Daddy has been supportive, though. He and I have met for coffee and treats at Four and Twenty Bakery three times since Mama stopped talking to me. He told me that they are “working on things.” I got the sense that he meant they were working on more than Mama’s attitude with me. My daddy, a man of few words, seemed to be signaling to me that they were going to couple’s therapy. Didn’t see that coming.

I guess Mama will reach out when she’s ready. Hopefully before this baby turns 18.

It happens as I squat down to get a better look at the price tag on one of the cribs.

“Damn, why’d they put the tag way down here on the leg? Making a pregnant woman squat…oh!”

The water breaking is just like it happens on a sitcom.

Except, there’s so much of it. And everything starts to shift.

“Um…Nico?”

“Baby, are you stuck again? Here, take my hand…oh shit!”

Nico has come over to help me stand up, thinking that I’ve gotten myself stuck somehow, only to be surprised by the puddle of water at our feet.

“Baby?”

I don’t know if he’s asking about our baby or addressing me. I go with, “Yes, Nico. The baby is coming.”

Baby Valentina is born on February 14. She arrives in three pushes after an epidural that’s so good I jokingly propose a poly family with the anesthesiologist.

As the little one lies on my bare chest in the recovery room, Nico counts her ten fingers, her ten toes, and then starts all over again.

“I can’t believe she’s here,” I say.

Our daughter has Nico’s brown eyes and dimpled chin. She has my grumpy face when people talk too loudly when I’m trying to sleep. Her feathery hair sticks straight up and looks like mine, but I’m told it’s too soon to tell what her actual hair color will be.

Nico is vigilant as I doze off, lulled to sleep with the sound of tiny baby breaths, her little fist wrapped around my finger.
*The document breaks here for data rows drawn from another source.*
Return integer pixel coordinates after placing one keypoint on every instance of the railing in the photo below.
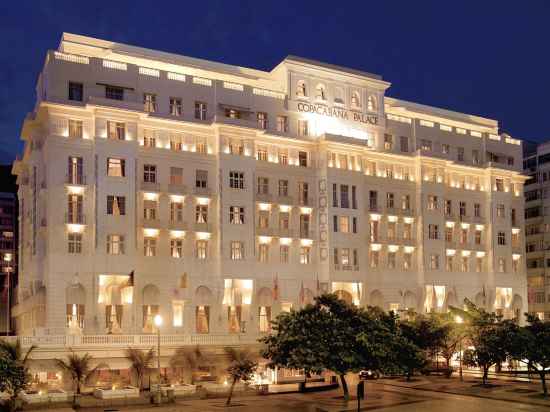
(102, 341)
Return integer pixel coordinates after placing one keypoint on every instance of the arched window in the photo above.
(321, 92)
(371, 103)
(355, 99)
(301, 90)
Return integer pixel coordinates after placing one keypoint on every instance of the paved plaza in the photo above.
(422, 394)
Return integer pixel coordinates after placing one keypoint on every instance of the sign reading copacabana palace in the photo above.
(337, 112)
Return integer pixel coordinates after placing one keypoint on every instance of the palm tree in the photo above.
(14, 350)
(242, 366)
(140, 361)
(79, 367)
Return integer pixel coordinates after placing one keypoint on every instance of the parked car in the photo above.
(367, 375)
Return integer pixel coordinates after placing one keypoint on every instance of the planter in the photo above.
(55, 395)
(124, 392)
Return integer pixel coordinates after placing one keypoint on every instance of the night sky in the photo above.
(490, 58)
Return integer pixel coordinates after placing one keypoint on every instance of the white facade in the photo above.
(245, 193)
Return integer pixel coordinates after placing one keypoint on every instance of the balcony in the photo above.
(75, 219)
(202, 191)
(264, 197)
(177, 189)
(75, 180)
(150, 186)
(202, 227)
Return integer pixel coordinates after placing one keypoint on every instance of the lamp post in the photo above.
(7, 259)
(158, 324)
(459, 321)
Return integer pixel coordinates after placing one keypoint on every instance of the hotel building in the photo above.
(218, 196)
(536, 165)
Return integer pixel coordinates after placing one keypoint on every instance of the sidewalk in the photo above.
(499, 389)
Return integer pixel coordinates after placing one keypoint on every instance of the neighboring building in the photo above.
(536, 165)
(219, 196)
(8, 257)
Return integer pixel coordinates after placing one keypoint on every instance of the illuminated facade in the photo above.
(219, 196)
(537, 227)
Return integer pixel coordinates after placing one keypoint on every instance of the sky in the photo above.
(486, 57)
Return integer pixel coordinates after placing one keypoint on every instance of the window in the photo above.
(149, 102)
(176, 107)
(116, 167)
(426, 145)
(74, 243)
(115, 244)
(76, 91)
(282, 124)
(501, 211)
(237, 250)
(305, 255)
(236, 215)
(200, 110)
(302, 128)
(149, 173)
(201, 214)
(462, 208)
(301, 89)
(321, 92)
(433, 231)
(501, 265)
(261, 117)
(202, 319)
(406, 202)
(283, 188)
(149, 209)
(302, 159)
(149, 138)
(176, 212)
(263, 253)
(149, 246)
(432, 202)
(303, 193)
(434, 262)
(263, 185)
(201, 249)
(404, 144)
(373, 200)
(388, 142)
(114, 92)
(390, 200)
(75, 129)
(236, 180)
(283, 253)
(74, 170)
(283, 156)
(116, 205)
(261, 153)
(201, 179)
(116, 130)
(344, 196)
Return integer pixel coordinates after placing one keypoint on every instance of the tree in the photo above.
(241, 368)
(531, 345)
(14, 350)
(13, 379)
(299, 340)
(80, 370)
(140, 362)
(487, 334)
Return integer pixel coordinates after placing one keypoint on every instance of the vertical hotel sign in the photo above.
(337, 113)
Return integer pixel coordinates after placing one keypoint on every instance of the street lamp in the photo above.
(459, 320)
(158, 324)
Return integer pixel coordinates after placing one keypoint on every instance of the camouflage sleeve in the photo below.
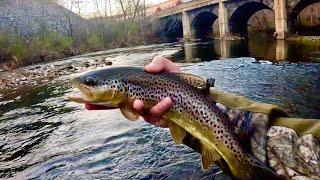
(278, 147)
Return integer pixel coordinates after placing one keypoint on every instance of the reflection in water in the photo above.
(261, 49)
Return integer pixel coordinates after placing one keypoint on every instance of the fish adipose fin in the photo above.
(209, 157)
(129, 113)
(177, 133)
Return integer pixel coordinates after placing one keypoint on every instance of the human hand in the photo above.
(155, 114)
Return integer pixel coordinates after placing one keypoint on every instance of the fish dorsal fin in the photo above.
(129, 113)
(209, 157)
(193, 80)
(177, 133)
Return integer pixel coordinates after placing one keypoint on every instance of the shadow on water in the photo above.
(42, 135)
(261, 49)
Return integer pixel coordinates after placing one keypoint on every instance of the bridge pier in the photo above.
(186, 26)
(223, 21)
(281, 19)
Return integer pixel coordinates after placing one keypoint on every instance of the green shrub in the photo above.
(94, 41)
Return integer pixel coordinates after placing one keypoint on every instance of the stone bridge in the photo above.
(194, 19)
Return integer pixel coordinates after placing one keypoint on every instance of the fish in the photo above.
(193, 116)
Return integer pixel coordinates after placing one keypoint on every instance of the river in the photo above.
(43, 135)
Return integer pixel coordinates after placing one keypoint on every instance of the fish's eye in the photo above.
(90, 81)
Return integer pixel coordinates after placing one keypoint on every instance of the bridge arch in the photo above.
(202, 25)
(173, 30)
(295, 9)
(239, 18)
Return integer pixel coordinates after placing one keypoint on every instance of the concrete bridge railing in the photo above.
(225, 11)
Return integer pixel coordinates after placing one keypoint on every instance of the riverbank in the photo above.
(39, 74)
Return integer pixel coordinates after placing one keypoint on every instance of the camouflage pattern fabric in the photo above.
(278, 147)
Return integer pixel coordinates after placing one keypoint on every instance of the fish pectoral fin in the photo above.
(177, 133)
(209, 157)
(129, 113)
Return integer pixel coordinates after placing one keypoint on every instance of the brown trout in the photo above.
(193, 113)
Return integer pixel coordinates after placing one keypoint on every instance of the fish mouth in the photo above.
(84, 95)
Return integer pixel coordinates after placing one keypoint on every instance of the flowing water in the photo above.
(42, 135)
“She’s the best baby I’ve ever seen,” he whispers.

“Ten out of ten,” I say sleepily.“Would recommend.”

It may be that our life will never be the same as it was before, but so far, it’s looking pretty damn great.

We spend 48 blissful hours, the three of us in our tiny hospital room, learning each other, knitting together our little family.

We learn that Valentina is the kind of baby who fights sleep, struggling to keep her big eyes open and alert, not wanting to miss anything. I learn that breastfeeding is a lot more difficult than what the books tell you, despite mothers having done this successfully for millennia without manuals. But when Valentina finally learns to latch on, we find out this is a sure-fire way to get her to sleep.

This may not bode well for when I have to go back to work, but we’ll figure it out. In that way, I’m lucky. The firm has a room set aside for mothers who need to pump at work.

Childcare is still a question mark. None of the all-day childcare places meet Nico’s personal standards. Either they’re not clean and organized enough for him, or they’re too expensive. After doing the math, any paid childcare is going to eat through over half my wages.

Fortunately, I have a month of paid family leave to figure it out.